Overall, this is a good read but not as great as her previous reads. While I won't be adding it to my long list of "Lisa Jewell Books That I Adore" (which includes Then She Was Gone, The House We Grew Up In and The Girls in the Garden), Lisa Jewell continues to be an author whose books I eagerly await. 

Disclaimer: My sincere thanks to the publisher and NetGalley for providing me with a digital advanced copy of this book in exchange for my honest review.

Monday, 19 November 2018

Washington Black

Author: Esi Edughan
Genre: Historical Fiction
Type: Hardcover
Pages: 432
Source: Local Public Library
Publisher: Patrick Crean Editions
First Published: August 28, 2018
Opening Lines: "I might have been ten, eleven years old -- I cannot say for certain -- when my first master died."

Book Description from GoodReads: Washington Black is an eleven-year-old field slave who knows no other life than the Barbados sugar plantation where he was born. When his master's eccentric brother chooses him to be his manservant, Wash is terrified of the cruelties he is certain await him. But Christopher Wilde, or "Titch," is a naturalist, explorer, scientist, inventor, and abolitionist. He initiates Wash into a world where a flying machine can carry a man across the sky; where two people, separated by an impossible divide, might begin to see each other as human; and where a boy born in chains can embrace a life of dignity and meaning. But when a man is killed and a bounty is placed on Wash's head, Titch abandons everything to save him. What follows is their flight along the eastern coast of America, and, finally, to a remote outpost in the Arctic, where Wash, left on his own, must invent another new life, one which will propel him further across the globe. From the sultry cane fields of the Caribbean to the frozen Far North, Washington Black tells a story of friendship and betrayal, love and redemption, of a world destroyed and made whole again--and asks the question, what is true freedom?

My Rating: 3 stars

My Review: Washington Black, with its Giller Prize, Booker Prize and Rogers Writers' Trust Fiction Prize nominations, is the talk of the literary town. It focuses on the life of eleven-year-old Washington Black and his beginnings as a young slave at a plantation in the Caribbean and continues as he goes on an adventure across the globe with his master's brother, Titch.

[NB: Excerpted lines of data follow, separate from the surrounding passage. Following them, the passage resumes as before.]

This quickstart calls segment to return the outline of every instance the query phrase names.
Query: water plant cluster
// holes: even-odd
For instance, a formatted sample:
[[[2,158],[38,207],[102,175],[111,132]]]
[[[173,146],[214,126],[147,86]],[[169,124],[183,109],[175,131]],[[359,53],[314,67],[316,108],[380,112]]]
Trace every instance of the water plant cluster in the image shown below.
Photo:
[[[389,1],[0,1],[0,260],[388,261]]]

Several topics and themes are introduced throughout the book but overall this is more of a lighthearted adventure that is told in a linear timeline using the first-person narration of Wash himself. The story is broken down into four distinct parts, but I found the first section the most riveting by far. This is where we first meet Wash and Edugyan doesn't hold back about the brutalities that slaves on Caribbean plantations were forced to endure. The story then progresses into more of an adventure (a la Jules Verne) with its slightly steampunk vibe and scientific aspects. The third part focuses on Washington learning to stand on his own two feet and the fourth is about Wash facing his past and figuring out his future.

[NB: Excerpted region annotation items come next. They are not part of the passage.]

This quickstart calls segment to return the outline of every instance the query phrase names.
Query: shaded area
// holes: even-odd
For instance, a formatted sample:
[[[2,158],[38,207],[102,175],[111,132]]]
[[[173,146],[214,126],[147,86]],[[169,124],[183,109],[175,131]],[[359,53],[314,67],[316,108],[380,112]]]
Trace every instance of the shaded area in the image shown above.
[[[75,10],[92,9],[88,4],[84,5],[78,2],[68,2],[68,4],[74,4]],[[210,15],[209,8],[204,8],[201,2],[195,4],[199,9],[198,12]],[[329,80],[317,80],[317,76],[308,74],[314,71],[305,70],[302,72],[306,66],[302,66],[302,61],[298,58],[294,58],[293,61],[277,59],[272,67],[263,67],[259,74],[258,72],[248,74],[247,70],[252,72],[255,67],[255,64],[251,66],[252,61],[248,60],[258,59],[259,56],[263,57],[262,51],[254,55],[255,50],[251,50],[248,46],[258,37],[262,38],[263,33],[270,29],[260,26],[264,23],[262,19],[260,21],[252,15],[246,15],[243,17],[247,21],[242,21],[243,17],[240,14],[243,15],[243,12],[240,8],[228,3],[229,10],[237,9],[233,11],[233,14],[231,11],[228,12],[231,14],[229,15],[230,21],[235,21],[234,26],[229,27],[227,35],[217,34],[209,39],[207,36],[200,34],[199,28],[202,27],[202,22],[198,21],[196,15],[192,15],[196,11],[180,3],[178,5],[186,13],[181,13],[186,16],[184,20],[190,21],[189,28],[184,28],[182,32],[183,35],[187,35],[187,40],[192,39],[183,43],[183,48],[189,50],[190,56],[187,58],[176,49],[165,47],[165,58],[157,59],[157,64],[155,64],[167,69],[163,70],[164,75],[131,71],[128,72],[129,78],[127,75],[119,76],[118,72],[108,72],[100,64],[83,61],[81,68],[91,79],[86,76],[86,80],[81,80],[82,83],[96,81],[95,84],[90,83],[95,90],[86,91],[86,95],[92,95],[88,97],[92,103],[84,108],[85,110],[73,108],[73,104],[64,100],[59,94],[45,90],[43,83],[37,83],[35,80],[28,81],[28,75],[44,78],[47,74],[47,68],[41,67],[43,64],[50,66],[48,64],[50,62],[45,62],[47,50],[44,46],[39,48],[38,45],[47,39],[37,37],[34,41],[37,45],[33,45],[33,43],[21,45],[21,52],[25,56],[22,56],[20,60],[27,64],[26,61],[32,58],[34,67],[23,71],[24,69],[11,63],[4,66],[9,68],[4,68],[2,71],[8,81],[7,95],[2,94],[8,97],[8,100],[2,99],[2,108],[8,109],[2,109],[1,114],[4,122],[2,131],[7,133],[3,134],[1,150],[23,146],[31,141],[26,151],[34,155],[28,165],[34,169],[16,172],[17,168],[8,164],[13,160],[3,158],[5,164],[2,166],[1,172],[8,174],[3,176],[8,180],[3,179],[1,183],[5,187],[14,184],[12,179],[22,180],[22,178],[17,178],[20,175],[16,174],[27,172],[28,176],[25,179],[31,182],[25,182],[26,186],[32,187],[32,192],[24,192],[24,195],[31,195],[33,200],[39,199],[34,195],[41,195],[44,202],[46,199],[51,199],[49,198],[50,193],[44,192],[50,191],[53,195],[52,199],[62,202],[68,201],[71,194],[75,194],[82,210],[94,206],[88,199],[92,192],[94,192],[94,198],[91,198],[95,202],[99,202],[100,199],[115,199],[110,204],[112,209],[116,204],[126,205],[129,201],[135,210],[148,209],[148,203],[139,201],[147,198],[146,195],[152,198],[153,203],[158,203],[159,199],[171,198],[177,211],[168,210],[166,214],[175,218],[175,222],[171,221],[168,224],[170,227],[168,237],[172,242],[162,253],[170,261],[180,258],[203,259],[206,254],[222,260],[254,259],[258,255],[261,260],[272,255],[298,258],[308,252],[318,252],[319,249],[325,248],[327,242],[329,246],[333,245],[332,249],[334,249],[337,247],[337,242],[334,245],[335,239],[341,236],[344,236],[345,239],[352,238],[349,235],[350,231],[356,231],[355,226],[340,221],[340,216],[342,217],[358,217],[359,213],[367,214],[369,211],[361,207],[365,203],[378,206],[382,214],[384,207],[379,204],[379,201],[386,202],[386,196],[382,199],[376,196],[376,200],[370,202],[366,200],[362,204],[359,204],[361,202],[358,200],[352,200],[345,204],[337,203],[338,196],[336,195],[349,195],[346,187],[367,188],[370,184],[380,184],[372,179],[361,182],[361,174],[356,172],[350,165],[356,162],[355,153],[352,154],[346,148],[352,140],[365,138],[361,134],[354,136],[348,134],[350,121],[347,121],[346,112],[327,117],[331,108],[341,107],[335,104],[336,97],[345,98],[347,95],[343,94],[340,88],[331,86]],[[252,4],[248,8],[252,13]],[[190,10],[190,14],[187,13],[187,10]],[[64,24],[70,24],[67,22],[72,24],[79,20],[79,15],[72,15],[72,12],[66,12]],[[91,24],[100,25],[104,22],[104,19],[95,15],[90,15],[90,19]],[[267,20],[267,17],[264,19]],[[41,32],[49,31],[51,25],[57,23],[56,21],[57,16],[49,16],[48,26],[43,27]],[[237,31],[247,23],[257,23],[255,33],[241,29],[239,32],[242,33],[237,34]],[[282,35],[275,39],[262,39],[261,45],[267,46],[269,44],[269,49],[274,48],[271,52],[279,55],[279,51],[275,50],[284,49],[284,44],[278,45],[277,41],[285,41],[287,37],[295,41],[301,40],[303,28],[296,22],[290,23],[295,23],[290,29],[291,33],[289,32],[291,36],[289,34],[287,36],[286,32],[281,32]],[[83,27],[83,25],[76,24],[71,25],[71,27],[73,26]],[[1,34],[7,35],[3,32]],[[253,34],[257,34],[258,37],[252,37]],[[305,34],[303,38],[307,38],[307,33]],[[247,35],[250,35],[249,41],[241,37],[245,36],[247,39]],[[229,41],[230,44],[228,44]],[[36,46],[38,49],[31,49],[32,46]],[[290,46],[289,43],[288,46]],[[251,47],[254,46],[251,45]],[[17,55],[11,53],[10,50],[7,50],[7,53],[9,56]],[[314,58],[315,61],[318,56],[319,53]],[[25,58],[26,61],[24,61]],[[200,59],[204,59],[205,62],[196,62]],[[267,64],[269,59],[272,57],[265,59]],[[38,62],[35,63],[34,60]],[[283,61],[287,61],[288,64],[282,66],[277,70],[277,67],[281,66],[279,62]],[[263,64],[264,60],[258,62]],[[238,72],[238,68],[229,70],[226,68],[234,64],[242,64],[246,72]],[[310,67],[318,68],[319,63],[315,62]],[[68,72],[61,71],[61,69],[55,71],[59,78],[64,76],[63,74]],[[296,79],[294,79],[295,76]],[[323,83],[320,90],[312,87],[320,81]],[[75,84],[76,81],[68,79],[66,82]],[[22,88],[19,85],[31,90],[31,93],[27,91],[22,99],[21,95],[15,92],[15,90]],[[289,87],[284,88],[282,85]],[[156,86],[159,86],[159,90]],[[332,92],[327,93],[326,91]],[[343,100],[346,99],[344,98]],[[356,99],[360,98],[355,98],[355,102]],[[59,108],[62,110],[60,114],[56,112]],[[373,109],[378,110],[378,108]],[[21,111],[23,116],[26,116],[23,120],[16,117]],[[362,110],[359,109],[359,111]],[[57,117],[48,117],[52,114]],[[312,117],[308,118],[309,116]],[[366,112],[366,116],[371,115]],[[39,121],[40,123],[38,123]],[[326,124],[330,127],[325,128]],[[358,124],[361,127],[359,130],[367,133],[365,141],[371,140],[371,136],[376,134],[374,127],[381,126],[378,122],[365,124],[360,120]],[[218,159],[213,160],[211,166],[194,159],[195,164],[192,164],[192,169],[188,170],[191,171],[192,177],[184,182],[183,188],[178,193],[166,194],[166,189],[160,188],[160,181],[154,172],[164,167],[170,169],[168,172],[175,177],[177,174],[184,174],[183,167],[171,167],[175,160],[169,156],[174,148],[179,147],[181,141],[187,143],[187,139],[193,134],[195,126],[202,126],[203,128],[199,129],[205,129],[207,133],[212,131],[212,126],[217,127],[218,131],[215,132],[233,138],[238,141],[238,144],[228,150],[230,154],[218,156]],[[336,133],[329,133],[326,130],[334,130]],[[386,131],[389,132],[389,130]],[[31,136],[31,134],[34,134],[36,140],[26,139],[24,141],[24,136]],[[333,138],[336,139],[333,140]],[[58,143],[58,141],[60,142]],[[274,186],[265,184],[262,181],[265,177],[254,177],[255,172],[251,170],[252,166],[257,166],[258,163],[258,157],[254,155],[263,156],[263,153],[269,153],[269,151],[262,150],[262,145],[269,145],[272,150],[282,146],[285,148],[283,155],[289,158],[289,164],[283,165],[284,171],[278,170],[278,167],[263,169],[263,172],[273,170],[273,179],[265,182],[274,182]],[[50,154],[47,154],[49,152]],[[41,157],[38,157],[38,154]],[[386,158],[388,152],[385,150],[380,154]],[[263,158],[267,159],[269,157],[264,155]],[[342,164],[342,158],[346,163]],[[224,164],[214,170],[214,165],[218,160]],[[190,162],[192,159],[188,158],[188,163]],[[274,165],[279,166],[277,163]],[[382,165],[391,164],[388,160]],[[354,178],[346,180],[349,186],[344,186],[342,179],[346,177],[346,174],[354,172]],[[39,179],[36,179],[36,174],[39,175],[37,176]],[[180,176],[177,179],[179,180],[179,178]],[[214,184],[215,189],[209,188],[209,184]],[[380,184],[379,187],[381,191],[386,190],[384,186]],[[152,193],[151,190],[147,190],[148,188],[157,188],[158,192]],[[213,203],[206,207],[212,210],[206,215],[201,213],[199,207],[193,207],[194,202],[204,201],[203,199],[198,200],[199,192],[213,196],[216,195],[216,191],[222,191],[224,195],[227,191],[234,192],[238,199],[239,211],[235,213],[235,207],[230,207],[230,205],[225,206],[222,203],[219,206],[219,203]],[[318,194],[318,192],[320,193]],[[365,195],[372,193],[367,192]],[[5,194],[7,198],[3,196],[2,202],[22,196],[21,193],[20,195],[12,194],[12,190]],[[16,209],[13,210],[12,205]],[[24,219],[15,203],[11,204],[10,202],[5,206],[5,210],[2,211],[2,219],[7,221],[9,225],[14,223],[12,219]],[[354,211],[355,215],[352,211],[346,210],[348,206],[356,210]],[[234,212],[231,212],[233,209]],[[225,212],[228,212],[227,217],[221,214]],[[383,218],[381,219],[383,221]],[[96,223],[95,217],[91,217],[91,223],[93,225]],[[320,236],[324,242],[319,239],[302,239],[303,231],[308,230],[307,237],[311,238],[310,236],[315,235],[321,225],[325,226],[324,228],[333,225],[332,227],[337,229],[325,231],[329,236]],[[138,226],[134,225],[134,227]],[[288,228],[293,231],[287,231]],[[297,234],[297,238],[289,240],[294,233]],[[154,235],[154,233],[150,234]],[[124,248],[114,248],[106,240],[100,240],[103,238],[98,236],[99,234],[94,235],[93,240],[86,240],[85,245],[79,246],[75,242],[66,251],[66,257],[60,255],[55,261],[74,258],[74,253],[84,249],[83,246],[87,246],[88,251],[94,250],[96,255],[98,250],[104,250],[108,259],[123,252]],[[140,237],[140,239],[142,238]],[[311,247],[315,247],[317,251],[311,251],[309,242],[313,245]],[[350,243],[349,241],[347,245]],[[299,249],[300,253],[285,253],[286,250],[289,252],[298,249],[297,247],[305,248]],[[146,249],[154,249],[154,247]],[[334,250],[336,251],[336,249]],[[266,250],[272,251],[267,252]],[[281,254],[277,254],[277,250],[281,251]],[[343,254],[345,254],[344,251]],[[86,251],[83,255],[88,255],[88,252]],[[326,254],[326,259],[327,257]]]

Unfortunately, the disjointed connections between the different sections of the book took away from the flow of the storytelling. As serendipitous connections between plot and characters emerged and my ability to suspend disbelief was challenged too far, my interest waned as the book progressed until I was presented with an ending that felt inadequate and too abrupt.

While this is an imaginative novel with sometimes powerful and descriptive prose, the focus, energy and even the writing style seemed to wander too much for my liking leaving me with a book that was just okay and a lot of unanswered questions.